The Bishop of London told an anecdote from Baroness Thatcher's time as prime minister and George Osborne was seen shedding a tear before wiping it away and laughing with David Cameron and the rest of the congregation.
The Bishop of London stepped aside from the political controversy surrounding Baroness Thatcher the politician as he delivered the address at her funeral service in St Paul's.
The Right Reverend Richard Chartres said: "After the storm of a life led in the heat of political controversy, there is a great calm.
"The storm of conflicting opinions centres on the Mrs Thatcher who became a symbolic figure - even an ism.
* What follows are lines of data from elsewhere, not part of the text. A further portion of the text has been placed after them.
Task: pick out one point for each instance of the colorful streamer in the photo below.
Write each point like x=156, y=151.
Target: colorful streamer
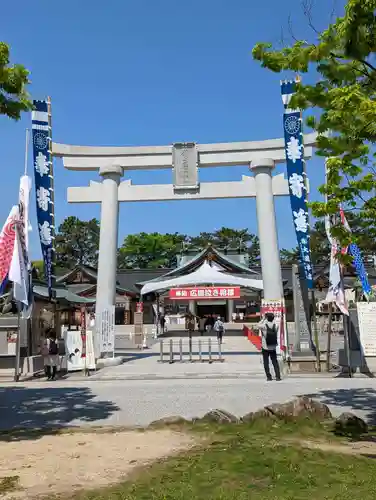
x=43, y=173
x=294, y=147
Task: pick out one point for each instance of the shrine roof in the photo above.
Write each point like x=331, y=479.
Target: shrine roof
x=210, y=254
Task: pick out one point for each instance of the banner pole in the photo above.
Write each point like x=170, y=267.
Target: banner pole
x=18, y=346
x=313, y=298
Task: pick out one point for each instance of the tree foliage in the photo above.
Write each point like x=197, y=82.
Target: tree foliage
x=363, y=231
x=344, y=93
x=77, y=242
x=14, y=98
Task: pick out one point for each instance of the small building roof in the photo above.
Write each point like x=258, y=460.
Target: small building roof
x=203, y=276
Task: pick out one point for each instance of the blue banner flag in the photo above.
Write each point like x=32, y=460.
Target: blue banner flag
x=294, y=148
x=43, y=174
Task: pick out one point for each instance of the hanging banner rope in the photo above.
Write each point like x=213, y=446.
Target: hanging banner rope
x=43, y=174
x=294, y=147
x=355, y=252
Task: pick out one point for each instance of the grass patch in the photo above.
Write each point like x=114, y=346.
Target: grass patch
x=242, y=462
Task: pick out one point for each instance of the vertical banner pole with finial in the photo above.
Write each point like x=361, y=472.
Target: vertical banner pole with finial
x=298, y=187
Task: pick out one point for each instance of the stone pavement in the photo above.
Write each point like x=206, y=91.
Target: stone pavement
x=73, y=403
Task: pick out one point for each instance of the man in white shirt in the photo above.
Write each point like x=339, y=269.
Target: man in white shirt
x=269, y=340
x=219, y=328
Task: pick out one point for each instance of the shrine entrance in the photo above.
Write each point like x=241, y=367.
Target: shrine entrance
x=185, y=161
"Today the remains of the real Margaret Hilda Thatcher are here at her funeral service."
"Lying here, she is one of us, subject to the common destiny of all human beings."
He added: "There is an important place for debating policies and legacy; for assessing the impact of political decisions on the everyday lives of individuals and communities.
"Parliament held a frank debate last week - but here and today is neither the time nor the place."
The carriage made its way at a pace of 70 steps per minute down The Strand, Temple Bar, Fleet Street and Ludgate Hill to St Paul's. The wheels of the 1.5-ton carriage had been changed from steel to rubber so it runs more quietly on the road.
The Band of Her Majesty's Royal Marines Portsmouth led the procession, striking eight bass drum beats to set the pace and playing funeral marches by Beethoven, Mendelssohn and Chopin.
The route was lined by members of all three services in full ceremonial day dress, officers wearing black armbands, with colours draped and rifle muzzles pointed downwards towards the ground as a mark of respect.
More than 4,000 police officers were on duty to ensure security amid heightened fears of a terror attack sparked by the bombing of the Boston marathon in the US.
As the procession moved forward, a gun salute was fired at one-minute intervals. Among the three 105mm light guns operated by the Honourable Artillery Company were two used in the Falklands, which were last fired in anger at Goose Green and the final assault on Port Stanley.
The eight pall-bearers who carried the casket into the Cathedral were drawn from Army units, Royal Navy ships and RAF stations with links to the Falklands war, commanded by Major Nick Mott of the Welsh Guards who served in the 1982 conflict.
Lady Thatcher's grandchildren Michael and Amanda walked ahead of the coffin as it entered the cathedral, carrying cushions bearing the insignia of the Order of the Garter and Order of Merit, which were laid on the altar.
Members of the armed forces, in full ceremonial dress, took their places outside St Paul's Cathedral ready for the arrival of the coffin from St Clement Danes.
Lining the steps of St Paul's were members of all three services as well as 16 Chelsea Pensioners.